Students at Georgia Northwestern Technical College (GNTC) are using temperature and relative humidity data loggers designed by Onset in a hands-on green construction project. The project, part of GNTC Residential Energy Efficiency Technology program, is training students in energy auditing, combustion testing, and retrofitting existing homes to improve efficiency. “The data loggers are collecting data every six hours in the two test houses," says Donny Holmes, program director and instructor of construction management. "One of the houses is built similar to the majority of houses in the US. The other house is an EarthCraft House and was built under new green building and energy efficiency standards.

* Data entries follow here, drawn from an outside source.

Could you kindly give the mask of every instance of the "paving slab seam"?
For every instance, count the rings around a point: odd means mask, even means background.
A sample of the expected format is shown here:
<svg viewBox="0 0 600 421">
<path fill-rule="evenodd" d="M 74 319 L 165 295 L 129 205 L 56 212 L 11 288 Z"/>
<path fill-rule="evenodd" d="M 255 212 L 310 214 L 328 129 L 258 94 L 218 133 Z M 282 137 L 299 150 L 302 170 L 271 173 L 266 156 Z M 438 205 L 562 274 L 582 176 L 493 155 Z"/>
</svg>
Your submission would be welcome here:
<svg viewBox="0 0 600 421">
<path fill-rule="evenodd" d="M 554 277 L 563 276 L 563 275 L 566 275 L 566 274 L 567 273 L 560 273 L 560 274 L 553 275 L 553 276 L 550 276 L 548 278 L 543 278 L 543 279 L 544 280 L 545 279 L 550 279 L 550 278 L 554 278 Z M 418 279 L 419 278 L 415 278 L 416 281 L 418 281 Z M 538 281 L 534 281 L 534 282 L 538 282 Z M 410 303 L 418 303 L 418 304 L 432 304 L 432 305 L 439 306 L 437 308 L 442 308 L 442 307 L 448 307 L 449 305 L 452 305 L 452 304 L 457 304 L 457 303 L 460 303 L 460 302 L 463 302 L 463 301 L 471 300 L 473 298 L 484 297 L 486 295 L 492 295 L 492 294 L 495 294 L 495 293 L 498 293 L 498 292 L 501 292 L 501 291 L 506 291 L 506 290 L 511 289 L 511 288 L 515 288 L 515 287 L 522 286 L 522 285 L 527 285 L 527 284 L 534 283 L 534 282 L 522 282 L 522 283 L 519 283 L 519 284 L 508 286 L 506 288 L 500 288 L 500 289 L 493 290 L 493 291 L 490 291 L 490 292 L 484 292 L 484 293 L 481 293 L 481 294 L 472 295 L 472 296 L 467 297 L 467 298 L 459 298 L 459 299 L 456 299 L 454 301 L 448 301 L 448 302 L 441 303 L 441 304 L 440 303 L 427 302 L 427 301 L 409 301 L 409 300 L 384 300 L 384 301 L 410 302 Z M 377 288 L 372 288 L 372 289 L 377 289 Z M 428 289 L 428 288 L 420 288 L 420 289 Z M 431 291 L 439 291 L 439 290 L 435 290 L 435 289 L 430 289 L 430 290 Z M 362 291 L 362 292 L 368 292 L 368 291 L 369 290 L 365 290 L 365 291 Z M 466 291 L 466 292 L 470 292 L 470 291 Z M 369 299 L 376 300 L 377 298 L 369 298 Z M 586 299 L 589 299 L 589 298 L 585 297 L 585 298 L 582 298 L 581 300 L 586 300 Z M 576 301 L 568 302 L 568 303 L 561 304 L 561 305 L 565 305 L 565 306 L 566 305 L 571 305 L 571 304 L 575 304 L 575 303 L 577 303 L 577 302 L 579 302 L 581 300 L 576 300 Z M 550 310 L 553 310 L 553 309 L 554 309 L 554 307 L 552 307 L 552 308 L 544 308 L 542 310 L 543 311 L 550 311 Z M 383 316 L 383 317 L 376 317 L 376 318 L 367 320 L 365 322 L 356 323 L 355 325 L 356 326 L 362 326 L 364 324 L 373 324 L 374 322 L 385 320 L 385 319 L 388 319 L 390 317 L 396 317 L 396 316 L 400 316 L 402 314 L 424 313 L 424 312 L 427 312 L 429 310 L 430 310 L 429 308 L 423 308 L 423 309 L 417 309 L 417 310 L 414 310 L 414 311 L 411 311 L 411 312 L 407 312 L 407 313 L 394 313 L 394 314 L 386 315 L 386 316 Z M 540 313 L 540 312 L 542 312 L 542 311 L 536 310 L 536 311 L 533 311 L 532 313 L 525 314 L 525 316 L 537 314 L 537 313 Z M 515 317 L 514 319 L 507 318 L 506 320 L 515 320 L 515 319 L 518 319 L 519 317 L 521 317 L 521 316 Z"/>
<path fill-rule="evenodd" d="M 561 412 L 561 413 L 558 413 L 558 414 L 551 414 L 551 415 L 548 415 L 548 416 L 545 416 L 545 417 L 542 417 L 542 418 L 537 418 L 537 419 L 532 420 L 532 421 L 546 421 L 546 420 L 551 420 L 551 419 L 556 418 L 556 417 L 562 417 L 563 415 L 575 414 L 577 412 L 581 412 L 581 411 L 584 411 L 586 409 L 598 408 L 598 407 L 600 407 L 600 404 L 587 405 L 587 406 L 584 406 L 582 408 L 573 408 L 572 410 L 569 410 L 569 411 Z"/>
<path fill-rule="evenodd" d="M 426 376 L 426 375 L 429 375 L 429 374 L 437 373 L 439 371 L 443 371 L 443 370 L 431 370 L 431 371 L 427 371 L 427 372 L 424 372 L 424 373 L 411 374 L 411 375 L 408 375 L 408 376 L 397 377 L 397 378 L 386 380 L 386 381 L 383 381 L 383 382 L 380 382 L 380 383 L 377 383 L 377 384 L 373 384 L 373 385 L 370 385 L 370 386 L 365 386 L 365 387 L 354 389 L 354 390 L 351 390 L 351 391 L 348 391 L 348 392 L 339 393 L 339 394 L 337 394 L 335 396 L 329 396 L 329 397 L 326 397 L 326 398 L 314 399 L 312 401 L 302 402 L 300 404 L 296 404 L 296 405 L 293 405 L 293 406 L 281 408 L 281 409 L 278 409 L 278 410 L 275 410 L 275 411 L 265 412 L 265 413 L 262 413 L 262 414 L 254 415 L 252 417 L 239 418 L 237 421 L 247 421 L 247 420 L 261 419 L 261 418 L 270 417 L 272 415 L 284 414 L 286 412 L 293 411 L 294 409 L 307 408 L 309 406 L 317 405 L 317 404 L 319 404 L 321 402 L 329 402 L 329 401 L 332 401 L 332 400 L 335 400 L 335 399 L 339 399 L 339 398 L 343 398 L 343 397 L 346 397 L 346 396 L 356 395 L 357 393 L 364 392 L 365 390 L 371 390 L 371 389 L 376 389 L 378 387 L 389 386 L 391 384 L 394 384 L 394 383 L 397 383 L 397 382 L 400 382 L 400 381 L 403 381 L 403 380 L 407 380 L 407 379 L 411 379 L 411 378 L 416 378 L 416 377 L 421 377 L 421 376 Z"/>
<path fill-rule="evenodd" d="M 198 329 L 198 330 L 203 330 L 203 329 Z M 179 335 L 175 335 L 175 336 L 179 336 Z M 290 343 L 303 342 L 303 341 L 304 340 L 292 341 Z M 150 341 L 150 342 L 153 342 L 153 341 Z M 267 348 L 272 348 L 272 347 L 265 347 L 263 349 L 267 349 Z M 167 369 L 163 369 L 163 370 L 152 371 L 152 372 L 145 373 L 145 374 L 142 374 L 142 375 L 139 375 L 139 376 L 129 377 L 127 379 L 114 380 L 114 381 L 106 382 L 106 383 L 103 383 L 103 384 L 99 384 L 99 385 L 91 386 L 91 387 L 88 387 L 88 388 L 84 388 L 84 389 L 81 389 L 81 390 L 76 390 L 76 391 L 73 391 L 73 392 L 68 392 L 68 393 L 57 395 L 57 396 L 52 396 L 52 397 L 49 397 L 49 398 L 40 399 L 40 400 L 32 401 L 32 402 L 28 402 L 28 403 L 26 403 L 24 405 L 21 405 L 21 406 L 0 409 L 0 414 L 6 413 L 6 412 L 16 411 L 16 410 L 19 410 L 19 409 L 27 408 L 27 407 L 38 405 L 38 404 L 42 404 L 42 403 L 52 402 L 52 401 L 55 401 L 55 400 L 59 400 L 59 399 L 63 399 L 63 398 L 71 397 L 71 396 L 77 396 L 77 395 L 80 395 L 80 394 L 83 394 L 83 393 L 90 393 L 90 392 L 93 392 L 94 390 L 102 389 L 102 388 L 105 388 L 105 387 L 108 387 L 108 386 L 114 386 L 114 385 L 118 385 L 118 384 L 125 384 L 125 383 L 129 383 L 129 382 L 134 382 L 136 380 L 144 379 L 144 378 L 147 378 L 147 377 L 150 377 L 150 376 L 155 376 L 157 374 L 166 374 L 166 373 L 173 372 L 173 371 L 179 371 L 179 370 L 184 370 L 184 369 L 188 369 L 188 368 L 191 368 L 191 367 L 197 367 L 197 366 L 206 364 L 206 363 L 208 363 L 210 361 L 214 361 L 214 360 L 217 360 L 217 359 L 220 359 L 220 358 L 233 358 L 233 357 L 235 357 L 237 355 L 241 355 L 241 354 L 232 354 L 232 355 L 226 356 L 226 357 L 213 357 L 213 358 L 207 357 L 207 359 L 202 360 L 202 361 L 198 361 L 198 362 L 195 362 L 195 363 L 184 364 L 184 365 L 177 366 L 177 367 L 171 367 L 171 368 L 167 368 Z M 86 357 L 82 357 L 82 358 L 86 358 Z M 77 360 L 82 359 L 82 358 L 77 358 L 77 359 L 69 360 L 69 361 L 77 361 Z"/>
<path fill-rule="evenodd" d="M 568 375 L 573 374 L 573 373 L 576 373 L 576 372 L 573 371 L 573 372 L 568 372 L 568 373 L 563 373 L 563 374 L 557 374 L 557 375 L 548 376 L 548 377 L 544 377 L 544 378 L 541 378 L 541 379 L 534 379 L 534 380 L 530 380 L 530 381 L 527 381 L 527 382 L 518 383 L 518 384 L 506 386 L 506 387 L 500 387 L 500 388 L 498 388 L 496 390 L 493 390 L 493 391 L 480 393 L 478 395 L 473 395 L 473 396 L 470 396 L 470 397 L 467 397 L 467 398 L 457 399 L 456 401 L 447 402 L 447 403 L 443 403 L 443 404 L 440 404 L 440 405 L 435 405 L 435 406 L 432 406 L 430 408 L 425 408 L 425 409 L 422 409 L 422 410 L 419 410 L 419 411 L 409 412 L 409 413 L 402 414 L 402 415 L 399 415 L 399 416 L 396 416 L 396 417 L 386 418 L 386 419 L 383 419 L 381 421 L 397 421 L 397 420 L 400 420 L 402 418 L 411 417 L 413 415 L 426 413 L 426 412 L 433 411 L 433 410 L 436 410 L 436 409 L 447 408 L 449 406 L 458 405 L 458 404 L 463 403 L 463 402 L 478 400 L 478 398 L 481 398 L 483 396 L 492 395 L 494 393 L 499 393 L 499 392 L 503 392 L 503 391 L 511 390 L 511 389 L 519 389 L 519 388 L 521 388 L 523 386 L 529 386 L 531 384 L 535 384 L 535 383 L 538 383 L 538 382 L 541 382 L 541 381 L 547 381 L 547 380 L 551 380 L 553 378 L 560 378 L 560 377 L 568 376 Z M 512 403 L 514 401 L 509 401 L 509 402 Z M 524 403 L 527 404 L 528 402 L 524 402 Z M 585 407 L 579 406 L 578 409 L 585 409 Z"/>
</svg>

The data loggers will be able to visually provide proof to many contractors, building inspectors, homeowners, etc. that building with energy efficiency in mind is really the most beneficial way to build.”
According to Holmes, the EarthCraft house features a crawlspace sealed with a 26-mil vapor barrier. The walls are insulated, and the space has no ventilation except for a dehumidifier. In the standard-construction house, the crawlspace is vented, has minimal vapor barrier, and humidity levels are expected to be very high compared to the levels in the EarthCraft House. Students are installing Onset HOBO UX100 data loggers in the crawlspace of each house to track temperature and humidity levels over the course of a year, and provide a better understanding of how each construction technique performs.
Analyzing the data will help students identify energy efficiency gains realized with up-to-date green building practices. “These data loggers will be a huge part of this ongoing project," Holmes says. "They will provide the needed data that we can share with many others to prove energy efficiency and that building this way is just smart." In addition to the HOBO UX100, Onset offers a range of data loggers to help energy auditors and facility managers track building performance and identify potential areas for improvement. One model, the MX1101 (left) features Bluetooth technology so users can configure and monitor the device with a smartphone, rather than taking readings manually. Monitoring the data over the course of even just a couple of weeks, can help users identify areas that may be prone to mold growth, or help fine-tune thermostat settings to improve overall comfort.
Other available devices that track space occupancy and lights being turned on and off are ideal for commercial property managers that want to save energy. Identifying when certain areas of a building aren't being used can help managers set back thermostats and adjust lighting when areas of a building are vacant.